TCL1 Predicts Time to Treatment in Chronic Lymphocytic Leukemia
David P Ng, Reid R Bennett, Frederick Lansigan, Norman B Levy, Alexey V Danilov, Prabhjot Kaur. Dartmouth Hitchcock Medical Center, Lebanon, NH; Dartmouth Medical School, Hanover, NH
Background: Transgenic mice with T-cell leukemia 1 (TCL1) gene insertion have been shown to develop a lymphoproliferative disorder reminiscent of human B-CLL. TCL1 is aberrantly expressed in B-CLL and enhances NF-kB dependent transcription. A single study has shown that high TCL1 expression on peripheral blood CLL cells correlates with unmutated IgVH status. Here we report for the first time that TCL1 expression on bone marrow (BM) CLL lymphocytes predicts time-to-treatment (TTT).

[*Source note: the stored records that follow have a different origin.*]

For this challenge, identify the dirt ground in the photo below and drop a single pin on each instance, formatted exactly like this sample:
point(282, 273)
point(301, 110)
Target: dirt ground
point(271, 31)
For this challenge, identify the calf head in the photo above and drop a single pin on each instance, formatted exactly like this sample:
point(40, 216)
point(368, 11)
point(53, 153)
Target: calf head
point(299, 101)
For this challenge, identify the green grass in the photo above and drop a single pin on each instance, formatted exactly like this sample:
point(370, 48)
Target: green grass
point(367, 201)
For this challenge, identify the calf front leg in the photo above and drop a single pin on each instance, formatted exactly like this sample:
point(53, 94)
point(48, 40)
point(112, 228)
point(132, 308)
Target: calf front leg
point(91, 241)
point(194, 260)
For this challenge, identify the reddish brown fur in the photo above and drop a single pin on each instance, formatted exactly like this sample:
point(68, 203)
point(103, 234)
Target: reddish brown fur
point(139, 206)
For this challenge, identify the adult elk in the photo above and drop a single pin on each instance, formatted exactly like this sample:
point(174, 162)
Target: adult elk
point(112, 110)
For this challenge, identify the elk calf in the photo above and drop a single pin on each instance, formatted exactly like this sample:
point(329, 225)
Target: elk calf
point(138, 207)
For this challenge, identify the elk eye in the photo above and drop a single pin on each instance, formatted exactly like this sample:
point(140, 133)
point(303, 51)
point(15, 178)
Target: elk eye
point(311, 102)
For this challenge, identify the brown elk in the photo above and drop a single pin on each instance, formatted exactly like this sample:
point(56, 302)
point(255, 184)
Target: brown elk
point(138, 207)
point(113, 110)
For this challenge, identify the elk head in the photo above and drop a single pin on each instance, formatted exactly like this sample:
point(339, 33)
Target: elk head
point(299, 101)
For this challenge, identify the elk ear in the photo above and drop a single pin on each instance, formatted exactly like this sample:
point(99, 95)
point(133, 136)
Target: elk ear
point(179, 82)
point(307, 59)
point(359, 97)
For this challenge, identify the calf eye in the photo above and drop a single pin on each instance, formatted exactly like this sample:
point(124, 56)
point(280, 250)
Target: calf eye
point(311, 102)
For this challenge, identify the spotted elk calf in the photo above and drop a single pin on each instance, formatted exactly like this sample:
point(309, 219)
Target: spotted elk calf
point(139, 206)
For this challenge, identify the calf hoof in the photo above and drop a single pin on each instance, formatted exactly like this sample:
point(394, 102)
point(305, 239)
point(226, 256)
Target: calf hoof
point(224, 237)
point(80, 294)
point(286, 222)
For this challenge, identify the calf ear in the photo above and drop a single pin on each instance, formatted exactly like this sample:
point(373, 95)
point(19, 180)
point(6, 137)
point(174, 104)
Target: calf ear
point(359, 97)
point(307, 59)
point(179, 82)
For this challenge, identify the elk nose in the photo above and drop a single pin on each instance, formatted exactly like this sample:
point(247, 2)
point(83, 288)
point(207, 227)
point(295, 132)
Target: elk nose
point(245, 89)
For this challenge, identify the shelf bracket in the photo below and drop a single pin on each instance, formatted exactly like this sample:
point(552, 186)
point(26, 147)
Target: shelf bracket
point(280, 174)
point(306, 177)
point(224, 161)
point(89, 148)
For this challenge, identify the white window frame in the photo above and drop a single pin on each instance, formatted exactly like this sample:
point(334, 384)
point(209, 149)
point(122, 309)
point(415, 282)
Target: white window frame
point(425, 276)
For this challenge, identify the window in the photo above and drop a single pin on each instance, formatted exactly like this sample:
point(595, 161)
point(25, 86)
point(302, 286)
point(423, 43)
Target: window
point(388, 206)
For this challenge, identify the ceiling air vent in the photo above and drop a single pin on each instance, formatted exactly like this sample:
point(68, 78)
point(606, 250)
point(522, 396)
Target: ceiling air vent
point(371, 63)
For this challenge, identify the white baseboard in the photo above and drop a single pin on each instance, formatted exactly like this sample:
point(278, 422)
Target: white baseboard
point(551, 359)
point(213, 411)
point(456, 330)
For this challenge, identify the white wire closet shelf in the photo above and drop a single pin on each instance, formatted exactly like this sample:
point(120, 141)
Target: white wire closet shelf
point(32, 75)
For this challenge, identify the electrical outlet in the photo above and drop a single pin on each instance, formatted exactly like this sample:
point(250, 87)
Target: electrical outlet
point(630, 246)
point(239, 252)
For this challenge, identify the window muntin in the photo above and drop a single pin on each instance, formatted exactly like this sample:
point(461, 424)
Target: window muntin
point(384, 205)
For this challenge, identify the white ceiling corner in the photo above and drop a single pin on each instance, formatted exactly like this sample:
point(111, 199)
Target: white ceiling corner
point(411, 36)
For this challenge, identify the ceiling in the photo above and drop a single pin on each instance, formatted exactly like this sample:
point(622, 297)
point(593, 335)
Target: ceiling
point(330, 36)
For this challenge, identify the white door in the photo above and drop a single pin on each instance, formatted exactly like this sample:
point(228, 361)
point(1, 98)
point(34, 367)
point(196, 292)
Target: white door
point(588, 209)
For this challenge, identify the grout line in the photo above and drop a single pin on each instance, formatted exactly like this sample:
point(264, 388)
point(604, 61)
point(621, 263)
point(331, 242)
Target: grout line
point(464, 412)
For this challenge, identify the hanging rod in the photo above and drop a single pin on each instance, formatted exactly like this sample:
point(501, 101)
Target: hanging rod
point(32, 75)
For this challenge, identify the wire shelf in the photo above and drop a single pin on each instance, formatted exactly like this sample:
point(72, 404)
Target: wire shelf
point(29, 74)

Design: TCL1 expression was analyzed by immunohistochemistry in the BM trephine biopsies of 119 CLL patients, diagnosed between 2001 and 2010. Staining was graded by intensity (negative=0, weak=1, strong=2) and percentage of CLL cells positive (0-25%=0, 25-50%=1 and 50-100=2). These grades were added and a score of 3 or 4 considered TCL1 high. TCL1 expression was correlated with Rai stage at diagnosis, TTT, cytogenetic prognostic markers [good(13q), intermediate(normal or Trisomy12) and poor (17p, 11q, or complex)], and expression of CD38 and ZAP70. The data was analyzed using the logrank and chi-square tests.
Results: The mean age at diagnosis was 61±11.8 years. The M:F ratio was 3:2. The median follow up was 89 months (range, 5 – 299 months). Patients with low TCL1 expression exhibited longer time to treatment (80 months) compared with those with high expression (42 months) (p=0.046).
Higher TCL1 expression scores also correlated with higher Rai stage at diagnosis (p=0.018), and poorer cytogenetic prognostic markers (p=0.012). There was no correlation between TCL1 and ZAP-70 or CD38 expression.
Conclusions: Here we demonstrate that high TCL1 expression on CLL cells correlates with lower TTT, higher Rai stage, and may define a subset of CLL patients with a more aggressive clinical course. These findings, associated with recent animal data which implicates TCL1 in the pathogenesis of an animal model of CLL, suggest that TCL1 may have a role in the pathogenesis and prognosis of CLL.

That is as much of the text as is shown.